Research from Standard Life, part of Phoenix Group, has identified high levels of retirement apprehension among Gen X – those in their mid-40s to late 50s today – who have been caught in the gap between two pension systems.
The Retirement Voice 2024 report found that Gen X were more negative about their retirement prospects, with 54% worried their finances would not last, compared with 31% of older Baby Boomers.
Similarly, 45% said they expected to be worse off in retirement, compared to 39% of Baby Boomers still working and 29% of Millennials.
Gen X was the group most likely to be planning around pension alternatives, with 17% looking to use an inheritance, and 9% the property they currently live in to fund retirement.
38% of Gen X said they felt positive about their current financial position compared to 56% of Baby Boomers and 48% of Millennials.
Defined benefit (DB) pensions were in steady decline around the millennium when Gen X were in the early parts of their working lives.
In 2000, 9.1 million people were members of a DB pension scheme, a figure which dropped to 6.8 million by 2012.
Many of those no longer eligible for DB pensions will not have taken up a DC alternative which were far less widespread prior 2012 when auto-enrolment began to slowly roll out.
This trend was confirmed by Standard Life’s research which found Baby Boomers were almost twice as likely (39%) to be members of a DB scheme compared to Gen X (22%).
Millennials had a more optimistic outlook, with almost half (45%) feeling confident they’re saving enough to have a comfortable retirement, compared to just a third (34%) of Gen X.
This may reflect changing attitudes towards the more traditional concept of retirement, with Millennials anticipating they will have longer to build up their pension as they are more likely to expect to work beyond their state pension age than Gen X (51% and 42% respectively).
Fewer Millennials (51%) also intend to rely on the state pension as a source of income in retirement than Gen X (66%), suggesting they realise they need to take responsibility for their retirement provision and recognise the pressures on the current system.
However, Millennials felt more of the squeeze on their short-term finances, with 74% adopting a more cautious attitude towards their finances because of the cost of living issues, compared to 69% of Gen X.
Mike Ambery, retirement savings director at Standard Life, part of Phoenix Group, said: “People in their 40s and 50s were caught in the gap in our pension system with many both too young or unaware of the options in order get the full benefits of either pension system.
“As they approach retirement, they’re clearly concerned about the impact this will have on their retirement lifestyle, and understandably relying on the state pension and its indexation as well as their private pension and other income sources such as property ownership to supplement their retirement.
“In some ways it’s no surprise that Baby Boomers are broadly positive about retirement given the economic tailwinds many have enjoyed but the fact Millennials are more optimistic than Gen X suggests auto-enrolment is giving many the foundations of a retirement income.
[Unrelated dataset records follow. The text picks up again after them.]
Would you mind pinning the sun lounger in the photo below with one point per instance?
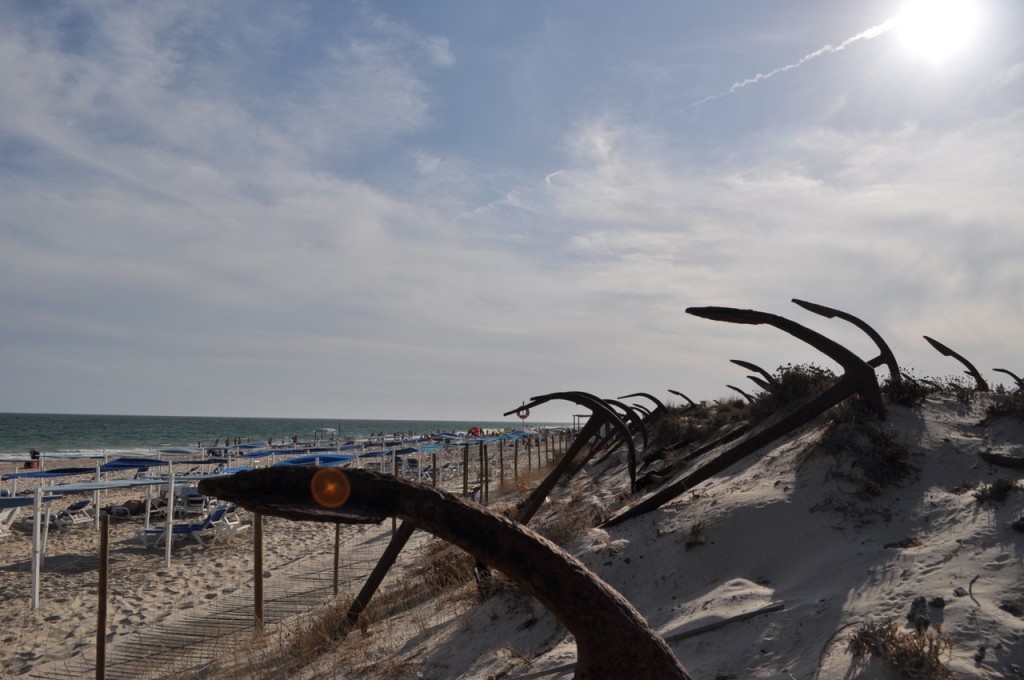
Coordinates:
(231, 524)
(205, 533)
(76, 513)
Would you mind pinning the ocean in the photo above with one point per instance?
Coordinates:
(84, 435)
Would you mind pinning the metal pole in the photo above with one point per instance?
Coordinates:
(258, 567)
(104, 567)
(169, 526)
(337, 555)
(515, 461)
(37, 509)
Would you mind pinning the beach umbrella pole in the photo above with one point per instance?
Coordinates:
(168, 532)
(104, 564)
(37, 509)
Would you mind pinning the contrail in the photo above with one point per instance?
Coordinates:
(872, 32)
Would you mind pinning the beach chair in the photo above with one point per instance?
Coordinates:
(190, 503)
(7, 517)
(205, 533)
(76, 513)
(231, 524)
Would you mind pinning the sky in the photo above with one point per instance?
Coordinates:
(412, 210)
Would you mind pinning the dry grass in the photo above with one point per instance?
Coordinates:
(911, 653)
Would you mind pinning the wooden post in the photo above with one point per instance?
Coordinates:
(376, 577)
(485, 466)
(501, 462)
(258, 566)
(337, 555)
(104, 564)
(515, 461)
(480, 477)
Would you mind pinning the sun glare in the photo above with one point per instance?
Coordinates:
(937, 30)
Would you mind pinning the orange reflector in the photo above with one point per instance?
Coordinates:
(330, 487)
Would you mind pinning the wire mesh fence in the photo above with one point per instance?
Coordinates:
(196, 617)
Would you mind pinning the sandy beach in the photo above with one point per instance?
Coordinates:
(793, 527)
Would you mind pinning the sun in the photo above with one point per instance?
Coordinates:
(937, 30)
“The challenge for this younger group is more around how to build financial resilience in the short-term and the issue of getting on the property ladder.”
Standard Life calculations found that someone who began working full-time with a salary of £25,000 per year and paid the minimum monthly auto-enrolment contributions of 8% (5% employee, 3% employer) from age of 22, with no breaks, could amass a total retirement fund of £192,000 in today’s prices at the age of 66, adjusted for 2% inflation over the course of their career.
However, someone who chose to increase their contributions by 3% to a total of 11% (8% employee, 3% employer) from the age of 45 could build up a pot of £224,000 in today’s prices by the same age, £32,000 more.
Someone starting to save at the age of 45, with no prior pension savings, could build up a pot of £190,000 in real terms by raising their contributions by 10% to 18% in total (15% employee, 3% employer) – almost the same level of savings as someone who had saved at the minimum level since the age of 22.
Ambery said: “While it will always be beneficial to save into a pension from as young an age as possible, boosting your pot later in life can still make a difference and benefit from tax efficiencies in saving.
“Forecasts predict the years 2040 to 2044 will be a crisis point with the highest number of under-savers entering retirement.
“Given many Gen X will be retiring during this period, it’s especially important that those who can afford to do so, top up contributions or make one off payments even as they approach retirement as this can help improve finances stretch further and improve retirement outcomes.”